Bajrang Punia will compete in the men’s freestyle 65kg category and will lead the Olympic campaign for India. Asian Games and Commonwealth Games gold medalist Punia had recently come out victorious at the Matteo Pellicone Ranking Series, earlier this year. Prominently focused on adding the missing Olympic medal in his cabinet, Punia went to Russia for the final leg of his training, to wrestle with the best in the business, thereby leaving no stone unturned.
Apart from him, Vinesh Phogat in the Women’s Freestyle 53 kg category will also be a key medal contender. She had previously participated in the 2016 Rio Olympics as well and was confident of winning a medal. But, a serious injury forced her out from the quarter-finals, resulting in heartbreak. She has recovered since then and has gone on to win gold medals in both the Asian Games and the Commonwealth Games and will be key to India’s chances in wrestling. Brijbhushan Sharan Singh, Wrestling Federation of India (WFI) President, is very optimistic and is hoping for nothing less than 4 medals.

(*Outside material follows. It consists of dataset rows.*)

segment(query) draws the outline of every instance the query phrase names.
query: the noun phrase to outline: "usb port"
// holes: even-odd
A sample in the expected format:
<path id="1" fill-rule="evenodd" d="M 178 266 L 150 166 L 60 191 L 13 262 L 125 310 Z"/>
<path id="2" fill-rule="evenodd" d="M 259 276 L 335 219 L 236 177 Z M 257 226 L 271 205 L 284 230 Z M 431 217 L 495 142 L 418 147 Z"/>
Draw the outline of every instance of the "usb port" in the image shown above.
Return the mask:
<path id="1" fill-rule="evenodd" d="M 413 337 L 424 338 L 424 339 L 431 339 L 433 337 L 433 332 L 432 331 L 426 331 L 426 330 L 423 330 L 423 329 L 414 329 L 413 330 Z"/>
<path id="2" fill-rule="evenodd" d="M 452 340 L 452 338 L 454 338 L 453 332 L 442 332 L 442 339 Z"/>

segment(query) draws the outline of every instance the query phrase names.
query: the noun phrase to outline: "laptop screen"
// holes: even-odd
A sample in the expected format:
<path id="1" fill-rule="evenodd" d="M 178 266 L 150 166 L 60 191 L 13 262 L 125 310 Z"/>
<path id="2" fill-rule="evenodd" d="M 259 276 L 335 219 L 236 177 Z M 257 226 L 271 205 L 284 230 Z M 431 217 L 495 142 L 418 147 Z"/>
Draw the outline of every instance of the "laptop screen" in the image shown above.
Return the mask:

While 28 medals in the Olympics so far cannot be termed as impressive, however, there has been a rapid rise in interest in Olympic sports in India. Infrastructures have improved and with the growing focus on sports and fitness, there is no reason why India cannot improve. Every 4 years, at least for a brief period, the focus shifts from cricket and everybody cheers for the Olympic medal hopefuls. We breach the double-digit barrier or not, we hope new superstars emerge from Tokyo who continue to guide and inspire the country.